Department of Molecular and Cell Biology, University of Cape Town, Rondebosch, Western Province, South Africa.
Department of Biochemistry, Stellenbosch University, Stellenbosch, Western Province, South Africa.
PLoS One. 2014 May 19;9(5):e96497. doi: 10.1371/journal.pone.0096497. eCollection 2014.
Clinical studies suggest that the injectable contraceptive medroxyprogesterone acetate (MPA) increases susceptibility to infections such as HIV-1, unlike the injectable contraceptive norethisterone enanthate (NET-EN). We investigated the differential effects, molecular mechanism of action and steroid receptor involvement in gene expression by MPA as compared to NET and progesterone (P4) in the End1/E6E7 cell line model for the endocervical epithelium, a key point of entry for pathogens in the female genital mucosa. MPA, unlike NET-acetate (NET-A) and P4, increases mRNA expression of the anti-inflammatory GILZ and IκBα genes. Similarly, MPA unlike NET-A, decreases mRNA expression of the pro-inflammatory IL-6, IL-8 and RANTES genes, and IL-6 and IL-8 protein levels. The predominant steroid receptor expressed in the End1/E6E7 and primary endocervical epithelial cells is the glucocorticoid receptor (GR), and GR knockdown experiments show that the anti-inflammatory effects of MPA are mediated by the GR. Chromatin-immunoprecipitation results suggest that MPA, unlike NET-A and P4, represses pro-inflammatory cytokine gene expression in cervical epithelial cells via a mechanism involving recruitment of the GR to cytokine gene promoters, like the GR agonist dexamethasone. This is at least in part consistent with direct effects on transcription, without a requirement for new protein synthesis. Dose response analysis shows that MPA has a potency of ∼ 24 nM for transactivation of the anti-inflammatory GILZ gene and ∼ 4-20 nM for repression of the pro-inflammatory genes, suggesting that these effects are likely to be relevant at injectable contraceptive doses of MPA. These findings suggest that in the context of the genital mucosa, these GR-mediated glucocorticoid-like effects of MPA in cervical epithelial cells are likely to play a critical role in discriminating between the effects on inflammation caused by different progestins and P4 and hence susceptibility to genital infections, given the predominant expression of the GR in primary endocervical epithelial cells.

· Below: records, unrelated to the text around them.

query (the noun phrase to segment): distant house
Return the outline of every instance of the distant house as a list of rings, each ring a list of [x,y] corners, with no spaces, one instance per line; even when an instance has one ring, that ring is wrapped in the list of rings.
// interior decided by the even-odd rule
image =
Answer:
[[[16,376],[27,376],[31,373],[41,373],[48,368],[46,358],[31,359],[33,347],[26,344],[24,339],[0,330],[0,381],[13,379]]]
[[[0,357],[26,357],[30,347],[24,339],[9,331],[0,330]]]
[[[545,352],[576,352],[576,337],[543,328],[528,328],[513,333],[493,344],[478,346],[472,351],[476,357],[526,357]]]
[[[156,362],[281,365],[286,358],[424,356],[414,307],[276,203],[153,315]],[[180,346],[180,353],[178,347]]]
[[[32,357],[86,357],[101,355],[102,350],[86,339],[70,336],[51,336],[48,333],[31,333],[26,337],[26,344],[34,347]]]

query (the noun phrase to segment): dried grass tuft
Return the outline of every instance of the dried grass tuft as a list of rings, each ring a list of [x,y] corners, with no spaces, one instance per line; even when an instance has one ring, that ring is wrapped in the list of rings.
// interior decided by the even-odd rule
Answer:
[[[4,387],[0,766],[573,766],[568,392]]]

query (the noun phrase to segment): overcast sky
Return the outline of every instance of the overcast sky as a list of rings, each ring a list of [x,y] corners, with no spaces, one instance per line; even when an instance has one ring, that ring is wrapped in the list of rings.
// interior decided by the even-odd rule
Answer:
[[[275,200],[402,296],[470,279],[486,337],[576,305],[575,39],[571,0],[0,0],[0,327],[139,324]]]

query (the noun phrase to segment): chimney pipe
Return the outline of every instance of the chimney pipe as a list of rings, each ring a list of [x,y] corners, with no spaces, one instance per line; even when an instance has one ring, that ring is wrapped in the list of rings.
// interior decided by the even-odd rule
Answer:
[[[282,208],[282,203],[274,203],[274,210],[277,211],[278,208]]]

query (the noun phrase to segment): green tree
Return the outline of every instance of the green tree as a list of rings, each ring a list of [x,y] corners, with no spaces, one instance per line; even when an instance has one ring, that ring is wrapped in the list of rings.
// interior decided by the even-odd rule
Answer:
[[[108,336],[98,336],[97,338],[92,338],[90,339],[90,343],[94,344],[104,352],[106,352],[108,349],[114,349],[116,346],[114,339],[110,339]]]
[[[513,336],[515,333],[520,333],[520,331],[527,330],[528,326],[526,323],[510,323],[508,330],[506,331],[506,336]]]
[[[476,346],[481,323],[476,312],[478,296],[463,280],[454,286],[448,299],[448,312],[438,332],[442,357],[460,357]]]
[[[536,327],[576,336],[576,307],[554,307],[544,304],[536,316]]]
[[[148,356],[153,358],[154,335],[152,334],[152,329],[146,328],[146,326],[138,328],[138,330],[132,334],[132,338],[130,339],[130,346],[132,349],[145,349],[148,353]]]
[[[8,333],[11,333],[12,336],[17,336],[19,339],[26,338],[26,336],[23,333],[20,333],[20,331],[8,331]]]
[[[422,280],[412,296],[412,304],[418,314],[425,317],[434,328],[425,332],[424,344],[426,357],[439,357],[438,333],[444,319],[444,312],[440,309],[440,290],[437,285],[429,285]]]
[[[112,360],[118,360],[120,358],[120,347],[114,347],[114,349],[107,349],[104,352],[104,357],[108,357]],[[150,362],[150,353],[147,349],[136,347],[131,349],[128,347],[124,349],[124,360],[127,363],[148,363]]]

临床研究表明,与注射用避孕药左炔诺孕酮(NET-EN)不同,注射用避孕药醋酸甲羟孕酮(MPA)会增加感染 HIV-1 等病毒的易感性。我们研究了 MPA 与 NET 和孕酮(P4)相比在宫颈内细胞模型中的差异作用、作用机制和甾体激素受体对基因表达的影响,该模型是女性生殖道黏膜中病原体进入的关键点。与 NET-EN(NET-A)和 P4 不同,MPA 增加了抗炎基因 GILZ 和 IκBα 的 mRNA 表达。同样,MPA 与 NET-A 不同,降低了促炎基因 IL-6、IL-8 和 RANTES 的 mRNA 表达以及 IL-6 和 IL-8 的蛋白水平。在 End1/E6E7 和原代宫颈上皮细胞中表达的主要甾体激素受体是糖皮质激素受体(GR),GR 敲低实验表明,MPA 的抗炎作用是通过 GR 介导的。染色质免疫沉淀结果表明,与 NET-A 和 P4 不同,MPA 通过一种涉及到 GR 募集到细胞因子基因启动子的机制,来抑制宫颈上皮细胞中促炎细胞因子基因的表达,这种机制类似于 GR 激动剂地塞米松。这至少部分与直接的转录作用一致,而不需要新的蛋白质合成。剂量反应分析表明,MPA 对抗炎基因 GILZ 的转录激活具有约 24 nM 的效力,对促炎基因的抑制具有约 4-20 nM 的效力,这表明这些作用可能与 MPA 的注射避孕药剂量相关。这些发现表明,在生殖道黏膜的背景下,GR 介导的 MPA 在宫颈上皮细胞中的糖皮质激素样作用可能在区分不同孕激素和 P4 引起的炎症作用以及对生殖道感染的易感性方面发挥关键作用,因为 GR 在原代宫颈上皮细胞中广泛表达。